Validation of a new classifier for the automated analysis of the human epidermal growth factor receptor 2 (HER2) gene amplification in breast cancer specimens

Abstract

Amplification of the human epidermal growth factor receptor 2 (HER2) is a prognostic marker for poor clinical outcome and a predictive marker for therapeutic response to targeted therapies in breast cancer patients. With the introduction of anti-HER2 therapies, accurate assessment of HER2 status has become essential. Fluorescence in situ hybridization (FISH) is a widely used technique for the determination of HER2 status in breast cancer. However, the manual signal enumeration is time-consuming. Therefore, several companies like MetaSystem have developed automated image analysis software. Some of these signal enumeration software employ the so called "tile-sampling classifier", a programming algorithm through which the software quantifies fluorescent signals in images on the basis of square tiles of fixed dimensions. Considering that the size of tile does not always correspond to the size of a single tumor cell nucleus, some users argue that this analysis method might not completely reflect the biology of cells. For that reason, MetaSystems has developed a new classifier which is able to recognize nuclei within tissue sections in order to determine the HER2 amplification status on nuclei basis. We call this new programming algorithm "nuclei-sampling classifier". In this study, we evaluated the accuracy of the "nuclei-sampling classifier" in determining HER2 gene amplification by FISH in nuclei of breast cancer cells. To this aim, we randomly selected from our cohort 64 breast cancer specimens (32 nonamplified and 32 amplified) and we compared results obtained through manual scoring and through this new classifier. The new classifier automatically recognized individual nuclei. The automated analysis was followed by an optional human correction, during which the user interacted with the software in order to improve the selection of cell nuclei automatically selected. Overall concordance between manual scoring and automated nuclei-sampling analysis was 98.4% (100% for nonamplified cases and 96.9% for amplified cases).

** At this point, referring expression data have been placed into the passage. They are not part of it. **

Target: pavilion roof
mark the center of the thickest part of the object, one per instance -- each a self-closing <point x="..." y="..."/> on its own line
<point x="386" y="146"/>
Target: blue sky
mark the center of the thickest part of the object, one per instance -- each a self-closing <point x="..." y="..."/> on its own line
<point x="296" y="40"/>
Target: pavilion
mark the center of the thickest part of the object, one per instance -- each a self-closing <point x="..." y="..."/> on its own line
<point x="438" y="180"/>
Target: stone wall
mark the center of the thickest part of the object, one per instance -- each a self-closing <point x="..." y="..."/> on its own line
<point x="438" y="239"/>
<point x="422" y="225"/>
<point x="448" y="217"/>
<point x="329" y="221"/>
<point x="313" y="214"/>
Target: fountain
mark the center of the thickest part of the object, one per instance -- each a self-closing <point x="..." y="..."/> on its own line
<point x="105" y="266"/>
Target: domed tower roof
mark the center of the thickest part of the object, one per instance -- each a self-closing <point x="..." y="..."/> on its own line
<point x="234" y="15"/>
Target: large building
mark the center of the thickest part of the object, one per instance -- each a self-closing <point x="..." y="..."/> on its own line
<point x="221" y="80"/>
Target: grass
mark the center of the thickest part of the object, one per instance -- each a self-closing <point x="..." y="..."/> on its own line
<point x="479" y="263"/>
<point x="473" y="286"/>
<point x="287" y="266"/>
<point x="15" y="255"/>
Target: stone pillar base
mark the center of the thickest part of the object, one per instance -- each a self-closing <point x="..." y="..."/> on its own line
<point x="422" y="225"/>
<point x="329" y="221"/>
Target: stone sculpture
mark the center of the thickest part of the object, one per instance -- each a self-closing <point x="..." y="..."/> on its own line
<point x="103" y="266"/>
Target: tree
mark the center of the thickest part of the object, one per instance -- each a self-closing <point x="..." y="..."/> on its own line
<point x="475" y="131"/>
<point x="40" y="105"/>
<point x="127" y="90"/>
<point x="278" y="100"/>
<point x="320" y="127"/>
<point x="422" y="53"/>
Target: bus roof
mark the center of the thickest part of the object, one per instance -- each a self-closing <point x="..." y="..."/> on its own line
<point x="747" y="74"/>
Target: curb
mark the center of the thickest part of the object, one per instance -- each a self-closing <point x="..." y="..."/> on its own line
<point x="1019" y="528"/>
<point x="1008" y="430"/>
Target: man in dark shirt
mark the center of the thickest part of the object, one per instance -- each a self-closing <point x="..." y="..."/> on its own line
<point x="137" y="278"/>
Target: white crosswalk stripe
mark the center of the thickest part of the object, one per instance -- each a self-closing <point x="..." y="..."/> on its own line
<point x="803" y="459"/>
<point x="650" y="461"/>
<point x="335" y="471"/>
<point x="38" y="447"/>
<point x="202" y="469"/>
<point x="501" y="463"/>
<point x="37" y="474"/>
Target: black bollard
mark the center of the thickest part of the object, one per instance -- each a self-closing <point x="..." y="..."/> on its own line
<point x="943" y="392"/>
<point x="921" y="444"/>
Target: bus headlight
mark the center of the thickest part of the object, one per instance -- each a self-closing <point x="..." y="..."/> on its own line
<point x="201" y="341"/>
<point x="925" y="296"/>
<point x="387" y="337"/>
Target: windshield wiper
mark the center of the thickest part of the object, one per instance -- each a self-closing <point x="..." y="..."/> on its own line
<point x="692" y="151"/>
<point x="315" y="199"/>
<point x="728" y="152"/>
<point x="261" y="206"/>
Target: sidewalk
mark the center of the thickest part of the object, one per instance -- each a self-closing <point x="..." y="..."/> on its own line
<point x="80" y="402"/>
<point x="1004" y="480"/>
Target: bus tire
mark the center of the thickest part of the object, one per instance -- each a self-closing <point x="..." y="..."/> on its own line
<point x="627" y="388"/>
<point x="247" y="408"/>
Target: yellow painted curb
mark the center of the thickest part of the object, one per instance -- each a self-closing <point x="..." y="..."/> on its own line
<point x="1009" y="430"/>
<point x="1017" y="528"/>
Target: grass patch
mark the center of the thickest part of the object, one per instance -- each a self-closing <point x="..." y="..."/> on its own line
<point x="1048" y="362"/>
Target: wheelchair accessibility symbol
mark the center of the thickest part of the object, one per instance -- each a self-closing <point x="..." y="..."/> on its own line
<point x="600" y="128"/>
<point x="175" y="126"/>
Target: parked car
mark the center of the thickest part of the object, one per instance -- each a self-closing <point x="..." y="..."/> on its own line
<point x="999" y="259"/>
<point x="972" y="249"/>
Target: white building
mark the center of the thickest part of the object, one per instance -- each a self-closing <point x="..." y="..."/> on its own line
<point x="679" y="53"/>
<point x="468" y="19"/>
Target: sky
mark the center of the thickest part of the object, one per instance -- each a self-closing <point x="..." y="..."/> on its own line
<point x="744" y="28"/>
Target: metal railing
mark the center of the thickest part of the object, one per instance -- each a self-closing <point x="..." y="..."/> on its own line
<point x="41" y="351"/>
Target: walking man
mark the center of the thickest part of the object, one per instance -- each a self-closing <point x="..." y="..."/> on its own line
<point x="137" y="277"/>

However, after human correction, concordance between the two methods was 100%. We conclude that the nuclei-based classifier is a new available tool for automated quantitative HER2 FISH signals analysis in nuclei in breast cancer specimen and it can be used for clinical purposes.

Figure 1

Image analysis of fluorescence signals. A). Automated quantitative image analysis through the tile-sampling classifier. Non-overlapping square tile were placed on DAPI-counterstain image in order to maximize the nuclear material covered. Each tile may contain a single nucleus or portions of one or more nuclei. The software effectuated the spot count in each tile. B). Quantitative image analysis through the automated nuclei-sampling classifier. The classifier automatically recognized individual nuclei in counterstain image (same image as in Figure 1A). Nuclei that were automatically recognized and considered in the analysis showed green outlines, while nuclei that were automatically recognized but not considered in the analysis had a white outline. The software effectuated spot count in each nucleus. C). After completion of the automated image analysis, the user could improve the selection of automatically selected nuclei via interaction with the software. In this particular case, some nuclei that were not yet considered during the automatic segmentation (Figure 1B) were selected by the user, some automatically selected nuclei were deleted and some overlapping nuclei were divided (yellow line between two overlapping nuclei).

Figure 2

HER2 fluorescence in situ hybridization in amplified cases. A). Amplified case showing Homogeneously Staining Regions (HSR). HSR are large clusters of HER2 fluorescence signals indicating the presence of HER2 gene amplification in tandem repeats. B). Amplified case without HSR. HER2 signals are identifiable as single spots.